Et dans cette chambre, un souvenir va resurgir dans sa mémoire.
Souvenir qui explique le titre du livre et qui concerne une rencontre, à Bucarest où elle vivait alors.
La rencontre d’un jeune garçon cambodgien de 15 ans.
Son père était fonctionnaire à l’ambassade du Cambodge en Roumanie. Mais les dirigeants du Cambodge, les sinistres Khmers Rouges, ont donné l’ordre au père de rentrer dans son pays avec sa famille.
Le jeune garçon qui était pensionnaire dans un lycée parisien a été obligé de rejoindre ses parents et il va passer quelques jours à Bucarest. Puis partira pour le Cambodge avec sa famille.
Il enverra une dernière lettre postée à Pékin avant d’être victime d’un autre génocide, sur un autre continent
A propos de ce livre « Le Monde » écrit : < Lola Lafon en tête-à-tête avec Anne Frank >
« Et lorsqu’il est question d’en faire un musée, en 1960, le père d’Anne et de Margot Frank exige que l’appartement demeure dans cet état. « Qu’on en soit témoin, du vide, sans pouvoir s’y soustraire ; qu’on s’y confronte, énonce Lola Lafon.
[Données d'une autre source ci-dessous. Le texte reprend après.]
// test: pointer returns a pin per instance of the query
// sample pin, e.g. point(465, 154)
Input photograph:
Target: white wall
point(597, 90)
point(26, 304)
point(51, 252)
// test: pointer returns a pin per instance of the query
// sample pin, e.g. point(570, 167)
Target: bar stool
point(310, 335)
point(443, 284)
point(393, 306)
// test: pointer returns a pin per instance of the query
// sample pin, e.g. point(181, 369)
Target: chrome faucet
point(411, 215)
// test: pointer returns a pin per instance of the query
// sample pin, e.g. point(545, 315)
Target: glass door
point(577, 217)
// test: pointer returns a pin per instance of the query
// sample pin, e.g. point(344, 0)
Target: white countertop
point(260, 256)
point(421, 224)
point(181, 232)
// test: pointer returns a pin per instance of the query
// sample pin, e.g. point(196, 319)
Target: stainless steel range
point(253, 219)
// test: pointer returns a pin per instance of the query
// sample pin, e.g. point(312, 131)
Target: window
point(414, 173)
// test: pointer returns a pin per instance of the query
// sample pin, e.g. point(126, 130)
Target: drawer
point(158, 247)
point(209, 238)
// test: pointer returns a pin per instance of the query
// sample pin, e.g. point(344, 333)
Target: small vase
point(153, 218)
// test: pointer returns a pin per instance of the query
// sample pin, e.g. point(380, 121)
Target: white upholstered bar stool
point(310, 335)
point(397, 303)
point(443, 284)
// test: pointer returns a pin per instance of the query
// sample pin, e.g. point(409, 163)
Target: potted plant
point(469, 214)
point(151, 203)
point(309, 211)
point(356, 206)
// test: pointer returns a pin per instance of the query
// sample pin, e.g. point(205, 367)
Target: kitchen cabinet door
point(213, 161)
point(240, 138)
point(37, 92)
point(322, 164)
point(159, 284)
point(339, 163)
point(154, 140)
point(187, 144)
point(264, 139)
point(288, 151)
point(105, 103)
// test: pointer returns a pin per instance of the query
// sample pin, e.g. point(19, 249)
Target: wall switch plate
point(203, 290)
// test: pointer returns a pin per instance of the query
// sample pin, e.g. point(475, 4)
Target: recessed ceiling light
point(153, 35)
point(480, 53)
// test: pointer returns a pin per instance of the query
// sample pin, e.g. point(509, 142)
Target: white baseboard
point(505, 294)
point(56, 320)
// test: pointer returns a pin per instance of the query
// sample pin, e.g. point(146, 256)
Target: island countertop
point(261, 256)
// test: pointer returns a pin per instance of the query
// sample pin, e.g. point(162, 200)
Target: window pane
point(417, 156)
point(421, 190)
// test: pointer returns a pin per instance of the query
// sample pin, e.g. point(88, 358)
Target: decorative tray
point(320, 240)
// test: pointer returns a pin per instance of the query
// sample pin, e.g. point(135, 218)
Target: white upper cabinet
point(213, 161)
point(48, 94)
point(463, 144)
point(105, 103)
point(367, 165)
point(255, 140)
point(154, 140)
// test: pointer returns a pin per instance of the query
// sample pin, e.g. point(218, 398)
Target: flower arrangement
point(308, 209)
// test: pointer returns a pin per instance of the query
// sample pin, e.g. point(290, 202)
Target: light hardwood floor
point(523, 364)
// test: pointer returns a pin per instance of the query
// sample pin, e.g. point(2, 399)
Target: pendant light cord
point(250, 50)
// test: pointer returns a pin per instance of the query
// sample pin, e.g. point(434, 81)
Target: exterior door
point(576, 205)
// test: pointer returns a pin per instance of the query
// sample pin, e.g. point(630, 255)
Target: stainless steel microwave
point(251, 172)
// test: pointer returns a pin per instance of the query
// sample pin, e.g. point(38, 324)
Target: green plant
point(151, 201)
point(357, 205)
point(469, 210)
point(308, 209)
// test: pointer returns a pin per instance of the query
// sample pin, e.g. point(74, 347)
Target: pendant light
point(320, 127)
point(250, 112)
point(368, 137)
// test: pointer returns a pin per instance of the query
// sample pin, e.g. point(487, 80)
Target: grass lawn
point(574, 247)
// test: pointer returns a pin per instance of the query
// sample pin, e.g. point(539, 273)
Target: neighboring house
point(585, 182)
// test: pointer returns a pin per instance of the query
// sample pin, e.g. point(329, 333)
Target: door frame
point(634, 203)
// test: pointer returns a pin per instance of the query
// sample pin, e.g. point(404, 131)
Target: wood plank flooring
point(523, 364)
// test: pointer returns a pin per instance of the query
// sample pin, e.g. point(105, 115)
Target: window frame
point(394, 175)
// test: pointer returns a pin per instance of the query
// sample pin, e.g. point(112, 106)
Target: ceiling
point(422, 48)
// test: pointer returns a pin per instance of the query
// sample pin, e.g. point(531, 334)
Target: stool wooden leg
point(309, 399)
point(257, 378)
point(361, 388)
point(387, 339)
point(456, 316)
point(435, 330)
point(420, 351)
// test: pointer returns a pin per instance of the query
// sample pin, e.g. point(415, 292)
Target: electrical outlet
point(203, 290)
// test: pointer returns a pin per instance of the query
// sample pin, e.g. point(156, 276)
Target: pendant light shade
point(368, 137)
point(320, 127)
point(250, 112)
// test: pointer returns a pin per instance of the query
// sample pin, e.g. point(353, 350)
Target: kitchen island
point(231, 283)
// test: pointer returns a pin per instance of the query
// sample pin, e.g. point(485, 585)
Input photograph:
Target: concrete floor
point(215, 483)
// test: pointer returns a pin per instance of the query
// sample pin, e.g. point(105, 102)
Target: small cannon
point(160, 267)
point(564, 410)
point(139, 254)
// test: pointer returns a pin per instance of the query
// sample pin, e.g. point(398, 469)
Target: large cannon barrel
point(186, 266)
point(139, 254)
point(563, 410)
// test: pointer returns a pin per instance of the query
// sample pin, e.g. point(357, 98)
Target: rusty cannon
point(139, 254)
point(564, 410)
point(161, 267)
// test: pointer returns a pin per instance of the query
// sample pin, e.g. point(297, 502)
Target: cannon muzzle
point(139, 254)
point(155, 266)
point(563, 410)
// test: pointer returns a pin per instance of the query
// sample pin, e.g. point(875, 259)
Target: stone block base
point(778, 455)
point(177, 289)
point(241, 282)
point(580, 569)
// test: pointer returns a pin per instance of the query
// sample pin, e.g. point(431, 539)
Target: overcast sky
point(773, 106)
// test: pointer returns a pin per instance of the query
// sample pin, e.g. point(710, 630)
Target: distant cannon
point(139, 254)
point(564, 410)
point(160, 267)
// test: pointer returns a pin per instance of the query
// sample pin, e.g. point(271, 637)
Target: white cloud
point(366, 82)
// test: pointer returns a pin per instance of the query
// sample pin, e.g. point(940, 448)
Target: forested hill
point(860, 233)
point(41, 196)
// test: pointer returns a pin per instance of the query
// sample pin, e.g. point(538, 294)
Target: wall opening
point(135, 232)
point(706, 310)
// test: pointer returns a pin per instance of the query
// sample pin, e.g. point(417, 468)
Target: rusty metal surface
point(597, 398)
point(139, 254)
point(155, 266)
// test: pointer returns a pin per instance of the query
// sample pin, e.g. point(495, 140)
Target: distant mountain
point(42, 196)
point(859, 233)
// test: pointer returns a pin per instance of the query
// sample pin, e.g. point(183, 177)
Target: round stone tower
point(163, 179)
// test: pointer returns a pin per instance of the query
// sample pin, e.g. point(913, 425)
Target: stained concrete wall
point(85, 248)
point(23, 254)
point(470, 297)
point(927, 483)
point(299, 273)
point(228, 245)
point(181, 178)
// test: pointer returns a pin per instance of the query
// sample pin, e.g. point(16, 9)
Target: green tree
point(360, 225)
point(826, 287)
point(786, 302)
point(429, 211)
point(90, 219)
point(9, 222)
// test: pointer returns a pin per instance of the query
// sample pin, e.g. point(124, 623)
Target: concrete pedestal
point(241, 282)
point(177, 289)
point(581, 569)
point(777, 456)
Ainsi, en sortant, on ne pourra pas dire : dans l’Annexe, je n’ai rien vu. On dira : dans l’Annexe, il n’y a rien, et ce rien, je l’ai vu. […]
Regarder en face « ce qui jamais ne sera comblé » : Quand tu écouteras cette chanson est le récit troublant, saisissant, de cette redoutable confrontation. Dix heures passées seule par l’écrivaine, le 18 août 2021, dans les 40 mètres carrés de l’Annexe, le plus vide de tous les musées. Les règles fixées à l’entrée sont strictes : pas de photo, interdit de boire comme de manger, mais aussi de suspendre son sac à une poignée de porte. Comme un écho des contraintes imposées à la famille Frank. Vingt-cinq mois durant, les huit habitants dissimulés au cœur de la ville qui les traquait se sont astreints au silence. »
Lola Lafon fut aussi l’invité de la première Grande Librairie d’Augustin Trapenard : <Lola Lafon sur les traces d’Anne Frank>
Il me semble que cet entretien vidéo de 48 minutes proposé par la Librairie Mollat est encore plus intéressant : <Quand tu écouteras cette chanson>
<1719>
Merci Alain. Je viens de terminer ce livre qui m’a beaucoup touchée. Je trouve que ce que tu dis est très juste. Ces phrases d’Anne Franck de son journal qui ne sont pas mises en valeur et qui montrent pourtant son étonnante maturité notamment celle qui évoque le fait que ce ne sont pas que nos élus qui sont à l’origine des destructions et ravages en tous genres mais que nous (citoyens) y participons tous (Anne dit ça bq mieux que moi). Elle dit aussi que l’être humain passe son temps à détruire et à réparer. Extrêmement touchant aussi ce qui va se jouer pour cet ami connu si peu de temps qui va retourner au Cambodge et dont on n’imagine que trop bien ce qui l’attend. Je fais le lien avec une pièce vue récemment au théâtre des quartiers d’Ivry sur la révolution culturelle qui met en scène le livre « le gène du garde rouge » qui témoigne de la manière dont l’auteur (Ying Luo) un enfant encore jeune a traversé la révolution culturelle dans toutes ses dimensions : violences, stratégies permanentes, manipulations…. et combien cela les a tous construit au point d’intérioriser aujourd’hui encore de tels comportements….. L’auteur cherche à réparer à sa façon en devenant poète.